Yeah, I play my guitar when I smoke weed. It's fun as hell and believe it or not, I'm more creative and I've recorded myself and I do sound better. Not the case when I'm drunk, however.

Anybody else have any opinions on the relationship between drugs and music?


----------



## Browder (Jul 16, 2010)

Oh look another drug thread. This is totally within forum rules.

Well whatever. Music, T.V., and any kind of electronic media becomes boring when I'm drunk/high. I've never seen the appeal of mixing the two.


----------



## Plantar (Jul 16, 2010)

Browder said:


> Well whatever. Music, T.V., and any kind of electronic media becomes boring when I'm drunk/high. I've never seen the appeal of mixing the two.


Different things for different people. Everyone experiences their highs different. Most people are entranced by music and stuff when they're high.


----------



## Fiesta_Jack (Jul 16, 2010)

I've written some of my best lyrics on mushrooms, datura and brugmansia. I frequently play under the influence of the latter two, and it usually doesn't work very well. Coordination becomes useless. I don't smoke weed, so I dunno how well it goes. I've never had a strong interest to play music on coke, which is my other drug of choice.


----------



## Aden (Jul 16, 2010)

If I can't write it without help, why write it


----------



## SwaggleTooth (Jul 17, 2010)

Cannabis and the psychedelics are sense-enhancers. Under their influence, they will generally dissolve the boundaries of how one processes information. This means subtle textures in music are more pronounced, the temporal aspect of music can become irrelevant, the emotional content of the music more felt (as if it is its own living substance), and the potency of rhythm becomes indescribable -- as if the rhythms of sound are woven into a complex rhythm that is the fabric of all around you, as if these patterns are the blood flow of existence. 

Sense-closers, on the other hand, such as alcohol, opiates, and amphetamines, won't do much for perception. They'll remove inhibitions, sure, and some people want that. However, I personally connect on a much deeper lever with cannabis and psych-inspired music rather alcohol or opiate influenced music. 

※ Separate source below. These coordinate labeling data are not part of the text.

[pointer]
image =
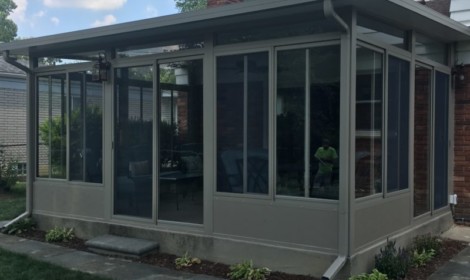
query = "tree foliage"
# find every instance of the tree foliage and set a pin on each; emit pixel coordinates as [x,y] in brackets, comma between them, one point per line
[190,5]
[8,28]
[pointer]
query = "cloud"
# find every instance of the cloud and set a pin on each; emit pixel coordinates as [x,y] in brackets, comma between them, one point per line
[107,20]
[55,21]
[18,14]
[39,14]
[95,5]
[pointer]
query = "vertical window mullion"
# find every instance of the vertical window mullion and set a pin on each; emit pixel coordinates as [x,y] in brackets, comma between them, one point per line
[307,124]
[245,123]
[50,125]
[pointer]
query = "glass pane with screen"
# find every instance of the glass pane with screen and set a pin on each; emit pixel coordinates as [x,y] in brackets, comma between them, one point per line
[52,129]
[369,92]
[181,141]
[133,142]
[242,123]
[422,140]
[85,152]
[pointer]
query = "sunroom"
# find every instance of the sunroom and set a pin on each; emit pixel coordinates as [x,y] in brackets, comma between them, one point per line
[301,134]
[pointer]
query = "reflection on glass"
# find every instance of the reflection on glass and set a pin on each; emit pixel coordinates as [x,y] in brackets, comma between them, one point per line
[441,140]
[314,175]
[422,131]
[52,127]
[85,153]
[133,141]
[398,128]
[242,123]
[181,138]
[369,91]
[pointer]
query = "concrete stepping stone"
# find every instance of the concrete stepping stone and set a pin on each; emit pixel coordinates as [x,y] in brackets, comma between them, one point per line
[122,246]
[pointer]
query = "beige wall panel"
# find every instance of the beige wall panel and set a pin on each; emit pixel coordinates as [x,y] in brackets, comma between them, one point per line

As for playing or recording music with the help of a substance -- I sometimes write or record companioned with cannabis, but nowadays I use the plant more often for a verification tool. So I'll record straight and listen stoned -- to make sure it makes that connection. I've never played music, or recorded or listened to my own music tripping. In terms of psychedelic territory -- that's something reserved for its own occasion. I will bring back inspiration from it -- almost all of my lyrics and the feelings I want to evoke have to do with psychedelic experiences I've had. But it's all in retrospect; it's all part of the trip's integration. I would never bother going there during a trip, simply because all I want to do when I trip is trip.


----------



## Lyxen (Jul 17, 2010)

Pot is a lovely thing. Though I hate spending money on it. 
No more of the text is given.